NRLC was formally incorporated in May 1973 in response to the US Supreme Court Roe v. Wade decision which legalized abortion in the United States. Its first convention as an incorporated organization was held the following month in Detroit, Michigan. At the concurrent meeting of NRLC's board, Ed Golden of New York was elected president. Among the organization's founding members was Dr. Mildred Jefferson, the first African-American woman to graduate from Harvard Medical School. Jefferson subsequently served as persident of the organization.[2] Conventions have been held in various cities around the country every summer since the Detroit convention.
In 1984 the Committee co-produced the abortion documentary, The Silent Scream with Dr. Bernard Nathanson.

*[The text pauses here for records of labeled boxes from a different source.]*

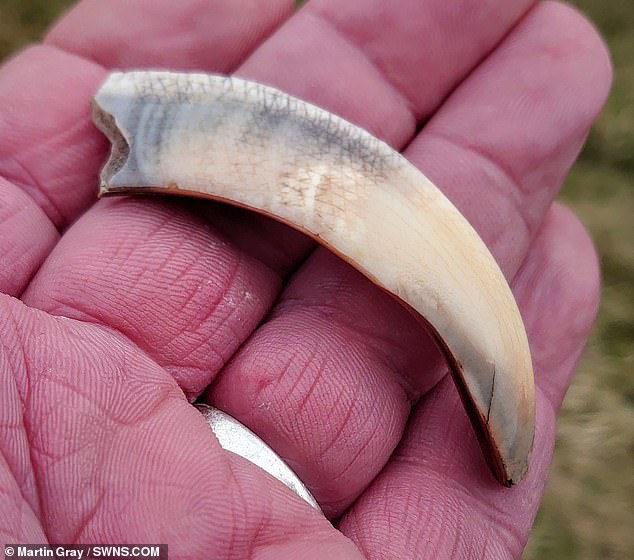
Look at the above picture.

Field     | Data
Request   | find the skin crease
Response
[0,0,611,560]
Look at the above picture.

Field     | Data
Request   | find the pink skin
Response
[0,0,611,560]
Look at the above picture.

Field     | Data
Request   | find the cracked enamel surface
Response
[93,72,534,485]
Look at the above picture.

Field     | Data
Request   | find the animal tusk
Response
[93,72,535,486]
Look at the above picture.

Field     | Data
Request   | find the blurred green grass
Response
[0,0,634,560]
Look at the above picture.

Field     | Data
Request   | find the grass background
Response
[0,0,634,560]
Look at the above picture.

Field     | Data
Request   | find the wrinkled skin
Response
[0,0,611,560]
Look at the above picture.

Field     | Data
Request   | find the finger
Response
[0,0,292,229]
[23,199,308,399]
[46,0,294,72]
[25,0,540,402]
[206,4,609,516]
[0,341,47,544]
[339,206,599,559]
[238,0,533,145]
[0,296,359,560]
[0,47,106,229]
[406,2,612,277]
[0,178,58,296]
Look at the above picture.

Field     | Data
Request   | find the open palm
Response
[0,0,611,560]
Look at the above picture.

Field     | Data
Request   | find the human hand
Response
[0,0,610,559]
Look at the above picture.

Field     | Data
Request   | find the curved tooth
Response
[93,72,534,486]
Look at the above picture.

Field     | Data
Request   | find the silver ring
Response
[194,403,321,511]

In 1985, following two years of an Upjohn product boycott by the National Right to Life Committee, the Upjohn Company stopped all research on abortifacient drugs.[3] Three years later, NRLC joined other pro-life groups in serving notice to drug companies that if any company sold an abortion-inducing drug, millions of Americans who opposed abortion would boycott all the company's products.[3]
In the 1990s, the NRLC began a nationwide grassroots lobbying campaign against the "Freedom of Choice Act," and announced a boycott of the French pharmaceutical company Roussel Uclaf and its American affiliates for allowing its abortion drug, mifepristone, into the United States.[4]

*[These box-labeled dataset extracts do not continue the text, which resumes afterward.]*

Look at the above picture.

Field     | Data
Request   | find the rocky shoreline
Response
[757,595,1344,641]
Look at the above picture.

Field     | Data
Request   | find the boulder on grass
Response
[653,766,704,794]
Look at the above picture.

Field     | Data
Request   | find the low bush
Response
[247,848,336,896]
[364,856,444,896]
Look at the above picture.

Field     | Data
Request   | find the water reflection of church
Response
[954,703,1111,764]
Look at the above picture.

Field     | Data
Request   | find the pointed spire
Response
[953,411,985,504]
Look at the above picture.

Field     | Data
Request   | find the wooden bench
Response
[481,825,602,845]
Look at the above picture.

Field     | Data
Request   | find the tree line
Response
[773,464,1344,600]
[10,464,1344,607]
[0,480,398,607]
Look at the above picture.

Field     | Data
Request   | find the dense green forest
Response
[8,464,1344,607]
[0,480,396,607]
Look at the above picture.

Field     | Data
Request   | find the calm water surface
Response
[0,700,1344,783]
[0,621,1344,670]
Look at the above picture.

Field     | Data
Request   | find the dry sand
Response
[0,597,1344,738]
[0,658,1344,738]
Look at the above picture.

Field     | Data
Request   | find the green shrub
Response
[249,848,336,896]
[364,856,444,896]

According to Keri Folmar, the lawyer responsible for the language of the Partial-Birth Abortion Ban Act, the term "partial birth abortion" was developed in early 1995 in a meeting among herself, Charles T. Canady, and NRLC lobbyist Douglas Johnson.[5]
In 1997 Concerned Women For America participated in the National Right to Life's press briefing at the National Press Club in support of the boycott against the U.S. subsidiaries of Hoechst AG & Roussel Uclaf (developer and manufacturer of the abortion pill mifepristone) whose new drug was Allegra.[6]
National Right to Life Committee joined disability rights advocates in actively advocating for intervention in the Terri Schiavo case in 2003. On March 19, 2005, the NRLC issued an urgent congressional action alert requesting help in urging senators and representatives to resolve differences and pass 'Terri's Law' immediately, which would allow Florida Governor Jeb Bush to intervene in the matter.[7]
The next year, the National Right to Life Committee commended President Bush's veto (the first ever veto of his Presidency) of funding for embryonic stem cell research, and rebuked lawmakers who rejected alternatives.[8]
The Committee evaluates Federal officials and gives them a ranking based on their support for the pro-life position.[9]
Its Virginia affiliate, the Virginia Society for Human Life, was founded in 1967 as the first state right-to-life organization. Georgia Right to Life, Georgia's largest pro-life organization and founded in 1971, became the Georgia affiliate in 1973. In 2007, the NRLC ousted Colorado Right to Life after it ran a full-page ad in The Gazette criticizing Focus on the Family founder James Dobson.[10][11]